Anyway, to answer your question: while it had his moments, Claremont's 2000s return to the franchise wasn't nearly as good as his original run. I think that's largely because, unlike before, Claremont was no longer "plotmaster" of the franchise. He wasn't steering the ship anymore; he was just another work-for-hire writer. Also, I don't get the sense he was able to develop the kind of creative partnership with the editors that he had back in the day with Louise Simonson and Ann Nocenti.
Revolution was a misfire. An ambitious failure. The Neo were an interesting concept, but it was clear he hadn't completely worked out exactly what they were yet. I loved Kubert and Yu's art, but the new costumes were way, way overdesigned. The only one I liked was Jean's. Claremont introduced too many characters too fast--the Neo, the Crimson Pirates, and so on--so the plots felt overstuffed. Once he slowed down after the initial arcs, it got better. I love the back to back issues of Uncanny where the team rescues Lee Forrester and the Maximum Security crossover where the team fights the last surviving D'Bari who's trying to kill Jean.
X-Treme X-Men was all over the place. And, yes, the title was and still is absurd. The Destiny's Diaries plotline had potential, but like with the Neo, it didn't seem as if Claremont had worked it out where it was going. So, it mainly functioned as a "macguffin" to drive the action until the editors had him drop it. The Khan arc was overlong and padded, but pretty to look at. Salvador Larroca's art was gorgeous throughout. The writing got better a couple of years in when Claremont started writing it as a parallel title to Morrison's run.
His 3rd run on Uncanny was...okay. To me, it read less like an X-Men book and more like a solo title alternating between Rachel and Psylocke. On that level, it was fine. End of Greys was shocking, and I'm curious to know if Claremont had follow-on plans or if it was his attempt at a deck-clearing exercise and that was it.

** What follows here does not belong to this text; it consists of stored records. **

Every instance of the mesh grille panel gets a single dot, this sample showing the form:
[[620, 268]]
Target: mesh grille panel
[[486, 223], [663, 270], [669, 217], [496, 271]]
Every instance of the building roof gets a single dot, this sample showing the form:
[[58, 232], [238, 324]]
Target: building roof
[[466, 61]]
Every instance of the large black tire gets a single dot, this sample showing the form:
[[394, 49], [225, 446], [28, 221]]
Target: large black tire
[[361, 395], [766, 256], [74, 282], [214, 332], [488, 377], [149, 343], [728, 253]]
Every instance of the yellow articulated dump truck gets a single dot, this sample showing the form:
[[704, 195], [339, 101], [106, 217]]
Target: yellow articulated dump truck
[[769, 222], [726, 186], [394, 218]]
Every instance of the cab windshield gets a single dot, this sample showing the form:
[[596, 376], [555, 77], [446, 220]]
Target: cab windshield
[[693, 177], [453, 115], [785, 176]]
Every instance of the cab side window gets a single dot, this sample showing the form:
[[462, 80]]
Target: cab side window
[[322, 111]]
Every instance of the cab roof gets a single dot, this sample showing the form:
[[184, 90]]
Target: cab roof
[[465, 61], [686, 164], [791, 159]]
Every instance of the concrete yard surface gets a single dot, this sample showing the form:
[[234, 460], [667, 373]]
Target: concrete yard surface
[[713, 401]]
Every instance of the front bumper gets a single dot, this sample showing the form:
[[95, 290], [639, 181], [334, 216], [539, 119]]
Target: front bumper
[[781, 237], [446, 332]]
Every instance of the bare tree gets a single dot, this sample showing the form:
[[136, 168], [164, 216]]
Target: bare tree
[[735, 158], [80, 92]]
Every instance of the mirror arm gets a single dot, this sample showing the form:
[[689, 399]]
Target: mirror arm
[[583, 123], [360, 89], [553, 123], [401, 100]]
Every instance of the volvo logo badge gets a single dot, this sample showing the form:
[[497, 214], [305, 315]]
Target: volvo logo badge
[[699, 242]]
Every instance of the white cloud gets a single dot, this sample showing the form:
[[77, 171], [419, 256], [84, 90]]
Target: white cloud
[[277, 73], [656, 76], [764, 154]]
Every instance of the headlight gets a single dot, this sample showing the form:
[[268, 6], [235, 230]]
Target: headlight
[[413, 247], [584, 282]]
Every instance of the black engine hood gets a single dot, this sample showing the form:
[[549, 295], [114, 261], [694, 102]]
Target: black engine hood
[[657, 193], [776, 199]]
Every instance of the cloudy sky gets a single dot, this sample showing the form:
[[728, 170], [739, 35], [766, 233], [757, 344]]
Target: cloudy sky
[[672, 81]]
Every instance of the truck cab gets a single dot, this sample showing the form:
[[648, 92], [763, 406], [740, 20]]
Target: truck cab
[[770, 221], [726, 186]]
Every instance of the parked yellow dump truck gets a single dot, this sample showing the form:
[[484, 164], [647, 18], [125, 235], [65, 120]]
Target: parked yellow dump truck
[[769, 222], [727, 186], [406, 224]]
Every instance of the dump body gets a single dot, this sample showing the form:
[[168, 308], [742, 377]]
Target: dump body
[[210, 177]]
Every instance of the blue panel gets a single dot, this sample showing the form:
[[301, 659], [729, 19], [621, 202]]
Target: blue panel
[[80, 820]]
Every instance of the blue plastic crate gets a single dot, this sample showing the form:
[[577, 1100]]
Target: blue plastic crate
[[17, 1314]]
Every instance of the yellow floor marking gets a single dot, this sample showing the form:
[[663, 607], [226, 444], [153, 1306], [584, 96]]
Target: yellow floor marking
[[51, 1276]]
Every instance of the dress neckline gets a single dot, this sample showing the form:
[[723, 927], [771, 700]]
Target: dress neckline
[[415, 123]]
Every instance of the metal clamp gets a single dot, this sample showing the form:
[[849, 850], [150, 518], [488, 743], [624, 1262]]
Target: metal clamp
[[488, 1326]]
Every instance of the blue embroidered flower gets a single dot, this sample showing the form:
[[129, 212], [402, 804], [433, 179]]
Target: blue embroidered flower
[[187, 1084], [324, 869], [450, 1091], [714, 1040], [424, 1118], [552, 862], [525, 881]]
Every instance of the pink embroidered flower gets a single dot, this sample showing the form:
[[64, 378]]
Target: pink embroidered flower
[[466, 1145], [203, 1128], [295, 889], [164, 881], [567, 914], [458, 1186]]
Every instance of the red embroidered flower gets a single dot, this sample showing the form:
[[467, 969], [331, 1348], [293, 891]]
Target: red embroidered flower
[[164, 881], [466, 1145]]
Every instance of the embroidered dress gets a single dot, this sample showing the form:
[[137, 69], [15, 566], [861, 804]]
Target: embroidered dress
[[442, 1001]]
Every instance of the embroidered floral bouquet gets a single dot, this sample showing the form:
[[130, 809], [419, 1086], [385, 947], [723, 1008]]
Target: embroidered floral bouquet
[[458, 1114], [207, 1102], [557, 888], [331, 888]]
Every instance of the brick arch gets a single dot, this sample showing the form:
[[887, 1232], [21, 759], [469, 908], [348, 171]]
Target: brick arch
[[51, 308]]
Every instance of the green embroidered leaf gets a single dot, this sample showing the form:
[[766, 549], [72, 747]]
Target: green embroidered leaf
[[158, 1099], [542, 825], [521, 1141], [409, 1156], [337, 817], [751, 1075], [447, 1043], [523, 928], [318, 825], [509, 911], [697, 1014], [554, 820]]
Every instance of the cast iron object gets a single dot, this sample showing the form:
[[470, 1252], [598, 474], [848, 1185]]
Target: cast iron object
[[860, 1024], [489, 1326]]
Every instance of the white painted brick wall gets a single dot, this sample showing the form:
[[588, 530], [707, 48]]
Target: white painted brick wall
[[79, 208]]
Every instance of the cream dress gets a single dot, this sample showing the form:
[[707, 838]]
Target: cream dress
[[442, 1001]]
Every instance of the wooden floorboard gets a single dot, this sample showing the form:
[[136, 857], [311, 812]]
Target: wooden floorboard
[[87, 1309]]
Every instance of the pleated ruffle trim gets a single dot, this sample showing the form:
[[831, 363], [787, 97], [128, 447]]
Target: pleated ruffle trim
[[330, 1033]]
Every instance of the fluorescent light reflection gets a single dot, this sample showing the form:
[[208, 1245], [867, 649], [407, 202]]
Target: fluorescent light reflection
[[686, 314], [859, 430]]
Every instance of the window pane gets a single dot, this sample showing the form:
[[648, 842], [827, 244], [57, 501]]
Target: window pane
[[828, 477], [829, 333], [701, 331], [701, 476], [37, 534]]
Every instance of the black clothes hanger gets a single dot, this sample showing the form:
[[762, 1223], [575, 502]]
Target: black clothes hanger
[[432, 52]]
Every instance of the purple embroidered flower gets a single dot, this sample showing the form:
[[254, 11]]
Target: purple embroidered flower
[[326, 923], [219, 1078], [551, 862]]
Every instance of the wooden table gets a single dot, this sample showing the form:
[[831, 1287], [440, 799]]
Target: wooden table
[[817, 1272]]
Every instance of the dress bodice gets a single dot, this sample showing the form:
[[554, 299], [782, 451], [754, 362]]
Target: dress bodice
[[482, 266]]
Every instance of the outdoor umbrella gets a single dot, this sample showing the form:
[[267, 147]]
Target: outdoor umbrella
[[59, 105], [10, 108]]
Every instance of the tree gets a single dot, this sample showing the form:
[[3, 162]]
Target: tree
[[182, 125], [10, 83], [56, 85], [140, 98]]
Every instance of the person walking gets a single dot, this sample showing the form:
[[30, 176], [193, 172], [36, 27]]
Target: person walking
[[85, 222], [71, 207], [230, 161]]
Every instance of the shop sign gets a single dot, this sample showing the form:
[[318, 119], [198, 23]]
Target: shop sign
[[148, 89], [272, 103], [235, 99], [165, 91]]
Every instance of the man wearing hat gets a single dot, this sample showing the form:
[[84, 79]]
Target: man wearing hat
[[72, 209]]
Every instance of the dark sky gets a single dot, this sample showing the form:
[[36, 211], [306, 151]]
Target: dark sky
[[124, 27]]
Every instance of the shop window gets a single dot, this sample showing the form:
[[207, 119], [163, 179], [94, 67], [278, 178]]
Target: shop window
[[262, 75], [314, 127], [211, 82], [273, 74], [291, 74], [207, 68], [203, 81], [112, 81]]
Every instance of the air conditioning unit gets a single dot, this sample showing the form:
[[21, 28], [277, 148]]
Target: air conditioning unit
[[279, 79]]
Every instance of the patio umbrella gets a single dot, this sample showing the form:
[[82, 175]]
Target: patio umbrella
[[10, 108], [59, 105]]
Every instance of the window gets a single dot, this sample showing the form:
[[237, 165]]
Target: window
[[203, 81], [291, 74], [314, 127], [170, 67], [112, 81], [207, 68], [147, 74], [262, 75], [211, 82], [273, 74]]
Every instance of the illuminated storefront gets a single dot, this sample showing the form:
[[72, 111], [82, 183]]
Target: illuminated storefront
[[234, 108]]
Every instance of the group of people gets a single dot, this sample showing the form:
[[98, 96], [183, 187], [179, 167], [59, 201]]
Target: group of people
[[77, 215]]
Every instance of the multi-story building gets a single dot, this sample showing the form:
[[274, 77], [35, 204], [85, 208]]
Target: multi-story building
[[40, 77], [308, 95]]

He did X-Men: The End during this period. I liked it, but it was way, way too busy and overstuffed. I did find it a mostly satisfying bookend to the Morrison-Whedon version of the X-Men, though, even if I had to read it three times to follow all the plotlines.
X-Men Forever, which he did a few years later, I found to be much more on-point and enjoyable. It wasn't truly great, but it felt like classic X-Men. Most importantly, he got Cyclops right. Claremont is, IMO, the definitive Cyclops writer, and he's one of the few who can do BoyScott right i.e. not writing him as a caricature or a self-parody. The arc with the Marauders and Claremont's original vision for Sinister was a lot of fun. I especially liked the idea of Corsair retiring to Alaska and parking the Starjammer--which, remember, is literally the size of Manhattan--in the ocean off the Alaskan coast.
All in all, I think Claremont's return to the franchise was mixed in terms of quality. There was good, there was bad, but he didn't have the clarity of vision for the characters and the mythos nor quite the same passion he had the first time around. The X-Men weren't his anymore so he was bouncing off what other writers were doing. Stylistically similar, but lacking the richness and granularity of his classic stuff.
What I wonder is how it would've gone if editorial had given him full creative control or he'd been able to develop a long-running creative partnership with an editor.
I also wanted to add that Claremont's "verbose" style, with his captions and thought baloons would probably be a breath of fresh air nowadays when stories move at a glacial pace and offer hardly any meat around that bone. I know I for one I'm sick of seeing pages and pages wasted to create "mood" and very much miss knowing what's going on in a character's head.